Ph.D. Thesis, Instituto Superior Técnico, Universidade de Lisboa, Portugal, 2013
Reinforcement learning (RL) is a computational approach which models autonomous agents facing a sequential decision problem in a dynamic environment. The behavior of the agent is guided by a reward mechanism embedded into the agent by its designer. Designing flexible reward mechanisms, capable of guiding the agent in learning the task intended by its designer, is a very demanding endeavor: on one hand, artificial agents have inherent limitations that often impact the ability to actually solve the task they were initially designed to accomplish; On the other hand, traditional approaches to RL are too restrictive given the agents limitations, potentially leading to poor performances. Therefore, applying RL in complex problems often requires a great amount of manual fine-tuning on the agents so that they perform well in a given scenario, and even more when we want them to operate in a variety of different situations, often involving complex interactions with other agents.
In this thesis we adopt a recent framework for intrinsically-motivated reinforcement learning (IMRL) that proposes the use of richer reward signals related to aspects of the agent’s relationship with its environment that may not be directly related with the task intended by its designer. We propose to take inspiration from information processing mechanisms present in natural organisms to build more flexible and robust reward mechanisms for autonomous RL agents. Specifically, we focus on the role of emotions as an evolutionary adaptive mechanism and also on the way individuals interact and cooperate with each other as a social group.
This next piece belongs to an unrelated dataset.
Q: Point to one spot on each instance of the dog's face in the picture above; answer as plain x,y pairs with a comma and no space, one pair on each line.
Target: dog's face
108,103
In a series of experiments, we show that the adaptation of emotion-based signals for the design of rewards within IRML allows us to achieve general-purpose solutions and at the same time alleviate some of the agent’s inherent limitations. We also show that social groups of IMRL agents, endowed with a reward mechanism inspired by the way humans and other animals exchange signals between each other, end up maximizing their collective fitness by promoting socially-aware behaviors. Furthermore, by emerging reward signals having dynamic and structural properties that relate to emotions and the way they evolved in nature, we show that emotion-based design might have a greater impact for the adaptation of artificial agents than thought before.
Overall, our results support the claim that, by providing the agents with reward mechanisms inspired by the way that emotions and social mechanisms evaluate and structure natural organ- isms’ interactions with their environment, we provide agent designers with a flexible and robust reward design principle that is able to overcome common limitations inherent to RL agents.